Nvm. I was treating nn.BCEWithLogitsLoss as a function from torch.nn.functional and was doing nn.BCEWithLogitsLoss(logits, label). Fixed by changing to n.BCEWithLogitsLoss()(logits, label) in case anyone runs into that.

3 Likes

Hi!

I am doing multilabel classification, and came across your reply. Can you help to explain why they are different? I also looked up the documentation but it’s suggesting nn.BCEWithLogitsLoss(logits, label). Thank you!!!

torch.nn.functional.binary_cross_entropy_with_logits() is a function which will calculate the loss directly:

torch.nn.functional.binary_cross_entropy_with_logits(logits, label)

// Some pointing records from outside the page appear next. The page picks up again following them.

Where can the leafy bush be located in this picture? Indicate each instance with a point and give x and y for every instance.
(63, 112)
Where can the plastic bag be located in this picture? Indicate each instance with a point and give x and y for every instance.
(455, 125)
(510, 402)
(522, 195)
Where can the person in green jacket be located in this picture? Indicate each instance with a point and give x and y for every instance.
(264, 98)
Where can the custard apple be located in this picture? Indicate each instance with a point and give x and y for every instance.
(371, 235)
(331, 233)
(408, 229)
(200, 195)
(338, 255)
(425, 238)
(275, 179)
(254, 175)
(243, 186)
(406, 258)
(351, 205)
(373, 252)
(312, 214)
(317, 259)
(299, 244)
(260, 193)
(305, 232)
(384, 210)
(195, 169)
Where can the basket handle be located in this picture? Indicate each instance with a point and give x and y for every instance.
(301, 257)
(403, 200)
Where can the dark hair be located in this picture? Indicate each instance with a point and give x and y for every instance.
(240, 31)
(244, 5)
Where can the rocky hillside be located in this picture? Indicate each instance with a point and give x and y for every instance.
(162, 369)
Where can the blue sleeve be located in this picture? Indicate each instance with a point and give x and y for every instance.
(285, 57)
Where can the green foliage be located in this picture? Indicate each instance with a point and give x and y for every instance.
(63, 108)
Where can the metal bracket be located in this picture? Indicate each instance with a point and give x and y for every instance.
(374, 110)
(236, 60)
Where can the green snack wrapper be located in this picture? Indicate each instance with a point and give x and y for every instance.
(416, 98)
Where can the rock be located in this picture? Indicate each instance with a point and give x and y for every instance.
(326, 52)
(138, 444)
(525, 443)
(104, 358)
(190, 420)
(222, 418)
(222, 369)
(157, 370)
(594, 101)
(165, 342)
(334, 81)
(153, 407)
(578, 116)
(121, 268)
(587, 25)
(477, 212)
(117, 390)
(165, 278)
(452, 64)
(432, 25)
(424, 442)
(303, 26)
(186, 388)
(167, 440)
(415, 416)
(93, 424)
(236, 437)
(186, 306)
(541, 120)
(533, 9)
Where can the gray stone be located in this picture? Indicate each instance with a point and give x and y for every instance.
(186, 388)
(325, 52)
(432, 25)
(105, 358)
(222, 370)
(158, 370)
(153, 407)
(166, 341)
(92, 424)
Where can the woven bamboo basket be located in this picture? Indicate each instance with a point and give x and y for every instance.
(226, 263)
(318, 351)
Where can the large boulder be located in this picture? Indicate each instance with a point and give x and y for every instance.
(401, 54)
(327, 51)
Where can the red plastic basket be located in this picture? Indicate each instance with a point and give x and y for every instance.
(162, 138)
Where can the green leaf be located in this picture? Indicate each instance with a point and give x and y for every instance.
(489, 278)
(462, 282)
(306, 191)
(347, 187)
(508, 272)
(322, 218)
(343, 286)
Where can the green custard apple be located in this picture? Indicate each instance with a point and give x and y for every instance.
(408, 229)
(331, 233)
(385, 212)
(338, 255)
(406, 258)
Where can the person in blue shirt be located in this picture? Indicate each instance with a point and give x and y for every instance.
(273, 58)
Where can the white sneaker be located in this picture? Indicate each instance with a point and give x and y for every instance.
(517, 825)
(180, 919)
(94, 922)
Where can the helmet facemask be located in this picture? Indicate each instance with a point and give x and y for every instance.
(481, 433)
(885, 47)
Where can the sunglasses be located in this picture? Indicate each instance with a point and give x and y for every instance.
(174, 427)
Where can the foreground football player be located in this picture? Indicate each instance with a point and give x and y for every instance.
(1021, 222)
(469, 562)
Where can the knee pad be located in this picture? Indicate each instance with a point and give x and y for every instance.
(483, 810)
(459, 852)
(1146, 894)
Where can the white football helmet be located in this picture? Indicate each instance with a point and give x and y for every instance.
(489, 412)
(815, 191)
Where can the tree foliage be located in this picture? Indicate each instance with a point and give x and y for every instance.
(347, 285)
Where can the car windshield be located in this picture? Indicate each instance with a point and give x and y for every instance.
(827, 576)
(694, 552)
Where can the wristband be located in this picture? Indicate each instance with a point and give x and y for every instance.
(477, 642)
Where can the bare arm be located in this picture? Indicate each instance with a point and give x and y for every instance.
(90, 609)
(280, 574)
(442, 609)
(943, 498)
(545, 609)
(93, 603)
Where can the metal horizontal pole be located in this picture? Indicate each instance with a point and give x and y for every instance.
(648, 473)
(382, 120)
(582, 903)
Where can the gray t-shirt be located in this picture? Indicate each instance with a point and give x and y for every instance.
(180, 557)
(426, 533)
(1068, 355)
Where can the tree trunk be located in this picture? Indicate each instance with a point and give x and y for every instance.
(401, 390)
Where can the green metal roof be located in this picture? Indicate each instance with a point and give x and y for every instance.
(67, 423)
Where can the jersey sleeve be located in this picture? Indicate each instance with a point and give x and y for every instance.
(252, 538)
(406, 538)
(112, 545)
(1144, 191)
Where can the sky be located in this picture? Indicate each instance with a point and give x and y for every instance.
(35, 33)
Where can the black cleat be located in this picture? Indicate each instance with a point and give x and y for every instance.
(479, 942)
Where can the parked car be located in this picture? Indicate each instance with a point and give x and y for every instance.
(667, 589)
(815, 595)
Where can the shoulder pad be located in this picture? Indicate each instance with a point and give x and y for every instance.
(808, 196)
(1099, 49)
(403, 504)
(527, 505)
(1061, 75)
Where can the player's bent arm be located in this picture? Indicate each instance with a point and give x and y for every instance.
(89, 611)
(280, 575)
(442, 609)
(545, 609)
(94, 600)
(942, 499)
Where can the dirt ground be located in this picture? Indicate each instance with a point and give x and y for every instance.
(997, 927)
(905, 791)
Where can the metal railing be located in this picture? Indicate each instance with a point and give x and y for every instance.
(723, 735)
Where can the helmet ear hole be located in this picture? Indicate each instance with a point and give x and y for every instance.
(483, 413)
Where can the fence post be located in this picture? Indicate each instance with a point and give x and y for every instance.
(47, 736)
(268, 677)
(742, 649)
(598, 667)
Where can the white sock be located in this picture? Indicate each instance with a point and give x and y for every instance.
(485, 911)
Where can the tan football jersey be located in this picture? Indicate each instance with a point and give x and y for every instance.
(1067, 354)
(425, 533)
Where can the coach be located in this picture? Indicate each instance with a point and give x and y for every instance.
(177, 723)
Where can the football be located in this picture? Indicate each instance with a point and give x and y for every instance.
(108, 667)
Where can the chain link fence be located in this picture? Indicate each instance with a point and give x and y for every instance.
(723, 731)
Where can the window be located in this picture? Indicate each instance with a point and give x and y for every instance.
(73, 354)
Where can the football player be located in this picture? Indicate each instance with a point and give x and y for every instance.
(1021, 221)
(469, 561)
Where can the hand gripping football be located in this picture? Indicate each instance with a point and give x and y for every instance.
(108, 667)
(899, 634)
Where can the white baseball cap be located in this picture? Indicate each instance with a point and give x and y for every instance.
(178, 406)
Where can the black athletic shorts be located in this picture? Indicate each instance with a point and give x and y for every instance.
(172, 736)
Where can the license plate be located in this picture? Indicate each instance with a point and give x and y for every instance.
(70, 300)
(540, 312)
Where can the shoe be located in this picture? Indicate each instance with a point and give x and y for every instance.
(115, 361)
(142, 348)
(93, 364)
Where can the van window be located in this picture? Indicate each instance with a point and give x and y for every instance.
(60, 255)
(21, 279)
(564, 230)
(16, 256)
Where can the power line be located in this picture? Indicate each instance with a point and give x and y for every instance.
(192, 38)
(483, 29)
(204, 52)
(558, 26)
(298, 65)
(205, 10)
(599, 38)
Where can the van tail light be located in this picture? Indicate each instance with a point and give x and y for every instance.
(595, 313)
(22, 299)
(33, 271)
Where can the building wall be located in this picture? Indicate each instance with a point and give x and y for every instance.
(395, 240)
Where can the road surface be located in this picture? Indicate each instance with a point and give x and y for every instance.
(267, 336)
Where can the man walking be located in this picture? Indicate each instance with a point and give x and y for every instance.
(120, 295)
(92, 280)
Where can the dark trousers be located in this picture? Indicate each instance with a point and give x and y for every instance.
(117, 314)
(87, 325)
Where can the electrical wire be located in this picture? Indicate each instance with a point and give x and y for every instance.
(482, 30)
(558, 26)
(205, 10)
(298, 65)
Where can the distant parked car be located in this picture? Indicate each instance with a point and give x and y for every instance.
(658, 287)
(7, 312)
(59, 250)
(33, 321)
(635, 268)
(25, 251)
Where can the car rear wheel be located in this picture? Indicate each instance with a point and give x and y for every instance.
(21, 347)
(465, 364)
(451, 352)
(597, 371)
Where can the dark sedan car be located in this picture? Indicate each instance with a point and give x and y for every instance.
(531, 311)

whereas nn.BCEWithLogitsLoss() initiates a class first and calls torch.nn.functional.binary_cross_entropy_with_logits() when forward is called:

criterion = torch.nn.BCEWithLogitsLoss(pos_weight=pos_weight)
criterion(output, target)

For more detailed explanations on the differences between torch.nn and torch.nn.functional, checkout this thread here.